Zrzut pianina i nasz desant w Austin

To z pewnością jedna z okładek roku. Skorzystałem z metody Tima Heckera i jeszcze raz przefotografowałem komórką (powyżej) fragment zdjęcia z archiwum Massachusetts Institute of Technology, które on kilkakrotnie przetwarzał w ten sposób. Zdjęcie przedstawia początek (w 1972 roku) powtarzanego później rytuału zrzucania pianina z dachu jednego z budynków MIT przez studentów (czyżby szczególny odpowiednik topienia marzanny?). Sugerowałoby to przynajmniej tak miażdżącą zawartość, jaką Kanadyjczyk zaprezentował na ostatnim Unsoundzie, na jednym z najlepszych moim zdaniem koncertów ubiegłego roku. Ale tak nie jest.

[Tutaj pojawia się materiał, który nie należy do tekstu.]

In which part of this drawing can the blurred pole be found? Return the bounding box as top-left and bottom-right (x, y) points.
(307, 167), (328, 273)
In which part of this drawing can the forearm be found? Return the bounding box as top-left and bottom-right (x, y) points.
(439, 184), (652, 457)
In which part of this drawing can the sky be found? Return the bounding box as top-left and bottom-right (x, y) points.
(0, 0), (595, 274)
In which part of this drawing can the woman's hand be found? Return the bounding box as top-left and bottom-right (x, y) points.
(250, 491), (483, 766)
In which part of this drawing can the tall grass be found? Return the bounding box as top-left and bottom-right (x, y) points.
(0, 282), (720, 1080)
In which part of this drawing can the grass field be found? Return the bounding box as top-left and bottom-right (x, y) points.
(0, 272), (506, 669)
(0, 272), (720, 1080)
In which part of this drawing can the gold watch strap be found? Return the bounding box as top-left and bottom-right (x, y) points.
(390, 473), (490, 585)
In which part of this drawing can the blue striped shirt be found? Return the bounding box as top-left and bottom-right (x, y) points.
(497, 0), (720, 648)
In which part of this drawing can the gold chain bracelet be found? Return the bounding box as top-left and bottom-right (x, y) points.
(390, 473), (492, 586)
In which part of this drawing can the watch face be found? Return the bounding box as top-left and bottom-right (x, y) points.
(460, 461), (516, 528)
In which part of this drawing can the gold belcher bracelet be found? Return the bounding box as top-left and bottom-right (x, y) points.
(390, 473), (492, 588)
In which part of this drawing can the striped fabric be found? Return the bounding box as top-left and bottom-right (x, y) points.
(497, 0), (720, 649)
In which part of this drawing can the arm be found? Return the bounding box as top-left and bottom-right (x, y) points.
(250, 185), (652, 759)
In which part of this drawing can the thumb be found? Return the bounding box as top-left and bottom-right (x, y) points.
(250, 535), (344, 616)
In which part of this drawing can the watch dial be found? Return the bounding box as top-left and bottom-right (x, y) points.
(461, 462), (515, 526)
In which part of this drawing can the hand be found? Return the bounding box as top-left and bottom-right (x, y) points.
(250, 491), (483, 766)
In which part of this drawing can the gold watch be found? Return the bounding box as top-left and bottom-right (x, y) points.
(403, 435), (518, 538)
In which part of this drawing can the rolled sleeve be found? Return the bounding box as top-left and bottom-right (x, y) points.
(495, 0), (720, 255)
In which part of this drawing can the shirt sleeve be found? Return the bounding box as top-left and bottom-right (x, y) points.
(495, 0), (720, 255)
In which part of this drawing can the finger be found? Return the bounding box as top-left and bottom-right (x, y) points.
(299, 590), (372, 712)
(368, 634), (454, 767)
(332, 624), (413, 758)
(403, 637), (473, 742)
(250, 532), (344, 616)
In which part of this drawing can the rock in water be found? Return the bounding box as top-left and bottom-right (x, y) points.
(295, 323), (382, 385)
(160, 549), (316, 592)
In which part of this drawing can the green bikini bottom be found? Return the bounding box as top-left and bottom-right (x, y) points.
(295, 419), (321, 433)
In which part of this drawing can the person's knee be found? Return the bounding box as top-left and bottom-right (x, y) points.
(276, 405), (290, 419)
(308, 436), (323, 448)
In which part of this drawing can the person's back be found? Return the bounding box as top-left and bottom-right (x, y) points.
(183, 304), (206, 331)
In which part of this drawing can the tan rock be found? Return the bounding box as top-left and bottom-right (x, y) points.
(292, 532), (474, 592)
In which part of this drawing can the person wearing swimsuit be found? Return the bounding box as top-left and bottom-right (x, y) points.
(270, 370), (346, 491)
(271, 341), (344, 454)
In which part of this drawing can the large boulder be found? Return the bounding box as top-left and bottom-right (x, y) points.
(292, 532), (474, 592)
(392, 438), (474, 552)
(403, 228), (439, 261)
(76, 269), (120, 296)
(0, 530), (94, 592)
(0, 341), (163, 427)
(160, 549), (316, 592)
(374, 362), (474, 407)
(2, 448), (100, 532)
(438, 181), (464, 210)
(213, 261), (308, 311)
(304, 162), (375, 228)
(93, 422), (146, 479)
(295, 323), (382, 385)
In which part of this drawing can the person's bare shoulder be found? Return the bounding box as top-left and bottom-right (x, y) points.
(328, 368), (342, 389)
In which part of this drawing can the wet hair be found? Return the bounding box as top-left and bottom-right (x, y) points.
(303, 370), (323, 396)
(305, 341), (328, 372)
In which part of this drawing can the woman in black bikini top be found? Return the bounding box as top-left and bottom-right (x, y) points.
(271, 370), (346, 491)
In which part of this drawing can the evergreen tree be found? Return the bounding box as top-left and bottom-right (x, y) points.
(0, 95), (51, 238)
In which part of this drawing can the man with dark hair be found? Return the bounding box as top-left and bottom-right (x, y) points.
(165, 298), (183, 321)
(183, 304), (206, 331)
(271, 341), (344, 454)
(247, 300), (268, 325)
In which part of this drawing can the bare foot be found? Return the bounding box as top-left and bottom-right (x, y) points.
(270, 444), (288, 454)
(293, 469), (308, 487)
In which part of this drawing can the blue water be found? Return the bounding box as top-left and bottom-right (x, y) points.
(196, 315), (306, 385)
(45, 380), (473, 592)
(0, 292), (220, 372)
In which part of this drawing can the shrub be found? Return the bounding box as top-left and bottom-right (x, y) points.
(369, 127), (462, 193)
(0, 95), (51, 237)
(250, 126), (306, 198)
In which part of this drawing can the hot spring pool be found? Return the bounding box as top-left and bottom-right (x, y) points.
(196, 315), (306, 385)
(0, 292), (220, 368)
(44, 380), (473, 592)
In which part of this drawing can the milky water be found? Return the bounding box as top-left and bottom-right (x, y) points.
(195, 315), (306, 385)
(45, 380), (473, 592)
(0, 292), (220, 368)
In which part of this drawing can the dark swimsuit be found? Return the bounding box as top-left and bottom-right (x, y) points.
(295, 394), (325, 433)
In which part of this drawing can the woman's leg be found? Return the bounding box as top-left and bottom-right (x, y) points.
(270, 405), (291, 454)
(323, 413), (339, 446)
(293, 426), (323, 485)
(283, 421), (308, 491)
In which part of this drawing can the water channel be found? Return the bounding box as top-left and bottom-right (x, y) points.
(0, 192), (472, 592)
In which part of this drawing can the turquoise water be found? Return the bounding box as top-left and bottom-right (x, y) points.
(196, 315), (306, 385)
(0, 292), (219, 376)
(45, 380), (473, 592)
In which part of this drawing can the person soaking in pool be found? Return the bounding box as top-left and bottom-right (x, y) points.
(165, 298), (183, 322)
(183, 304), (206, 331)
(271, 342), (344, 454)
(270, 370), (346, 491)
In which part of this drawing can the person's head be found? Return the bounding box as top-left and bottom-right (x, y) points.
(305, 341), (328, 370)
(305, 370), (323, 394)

W Krakowie Hecker grał utwory znane z poprzednich płyt, wykorzystując przestrzeń kościoła i brzmienia organów. Miał już wtedy na pewno zaczątki utworów z „Ravedeath, 1972”, bo wcześniej odwiedził kościół w Reykjaviku, gdzie nagrywał próbki brzmienia miejscowych organów i innych instrumentów zniekształcanych przez gitarowy wzmacniacz. O ile jednak krakowski występ był nieprawdopodobnie skondensowany i pokazywał, jak niedocenioną płytą było „An Imaginary Country”, to na albumie pomysły Heckera wydają się rozrzedzone. To wciąż rzeczywistość słuchana przez sito jakiegoś dźwiękowego ziarna, nieustannie drżąca, pofalowana i niespokojna, ale Kanadyjczyk prowadzi nas przez nią bardzo powoli i oszczędza na eksplozjach dynamiki. Oszczędza też niestety na krótkich melodycznych tematach, którymi kontrapunktował dronowo-ambientowe masy dźwięku na poprzednich albumach. „Hatred of Music”, szczególnie część pierwsza, wyróżnia się tak bardzo, że z niepokojem słuchałem tego po raz kolejny i następny. Zwały cyfrowego brudu na początku płyty też robią wrażenie, podobnie jak przedłużający się finał „In the Air”. To ciągle album bardzo charakterystycznego muzyka, którego pozostaję oddanym fanem, ciągle stylistyka oryginalna na tle tego, co robią inni laptopowcy, ale już nie tak poruszająca jak „Harmony In Ultraviolet” czy nawet bezpośrednia poprzedniczka. Może umknęły mi jakieś subtelności, lecz jestem przekonany, że to piękne edytorsko wydawnictwo bardziej nadawałoby się tym razem na ścieżkę dźwiękową niż oddzielny album.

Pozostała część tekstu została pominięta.